I'm sure that anyone who ever flew aboard the Concorde supersonic airliner would find this line of questioning rather strange. Such passengers know they could speak to each other without any problems no matter how fast the plane was traveling. The picture below, for example, illustrates passengers aboard Concorde chatting away as the aircraft races along at twice the speed of sound. I think the reason for questions like these is confusion between what happens in a supersonic flow outside an aircraft versus what happens in the still air inside the plane.

Concorde passenger cabin including a Mach and altitude display
Concorde passenger cabin including a Mach and altitude display

When an object is moving through a supersonic flow, any disturbance like the sound created by speech can only move downstream from the direction of motion. A good way to visualize such a disturbance is to consider the example of a shock wave that forms as the supersonic air passes over the object. These shock waves always propagate downstream in the direction of the flow as shown in the following examples of supersonic flow passing over a wedge.

Shock waves and streamlines over a wedge at (a) Mach 2 and (b) Mach 20
Shock waves and streamlines over a wedge at (a) Mach 2 and (b) Mach 20

The opposite is true in a subsonic flow below the speed of sound. In this case, sound travels outward in all directions at the same rate. A good way to visualize this behavior is to recall the ripples created by dropping a rock into a pond. The ripples appear as circles formed evenly around the point were the rock impacts the surface of the water and spread outward in all directions at the same speed. When a person speaks, the sound waves behave in the same way. It is for this reason that we can hear a person talking whether he is in front of us or behind us.

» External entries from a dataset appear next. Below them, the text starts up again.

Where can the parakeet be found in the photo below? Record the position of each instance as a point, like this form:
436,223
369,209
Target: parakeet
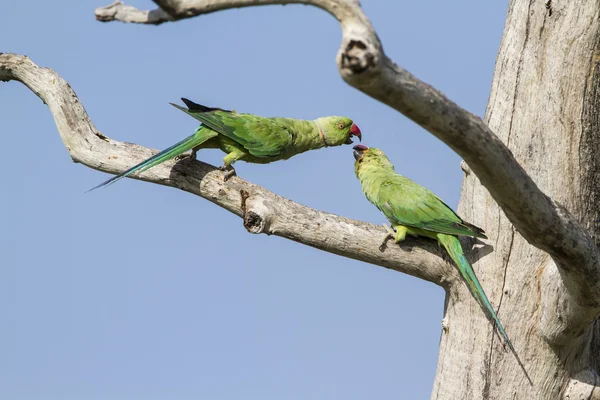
414,210
250,138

Getting back to passengers aboard a plane, the sound waves they create as they speak behave no differently than if they were having a conversation while sitting at home around the dining room table. In both cases, the air around the people is at rest. Even though the air outside the plane may be moving by at incredible supersonic speeds, the air inside the cabin or cockpit is not moving with respect to the people inside. The internal air is therefore subsonic and sound waves travel in all directions like ripples on a pond rather than in only one direction like shock waves.

Now if the nose of the aircraft was to somehow vanish and the people inside were suddenly exposed to supersonic air, any sounds they made would travel like shock waves instead of ripples. In this case, a person sitting at the back of the plane would be able to hear sounds made by someone at the front, but that person at the front would not be able to hear anything said by those behind him. This example is rather hypothetical, however, since sudden exposure to a supersonic flow like that experienced outside an aircraft would produce intense and fatal forces on the human body. Being able to hear what your friend at the other end of the plane was saying would be the least of your concerns!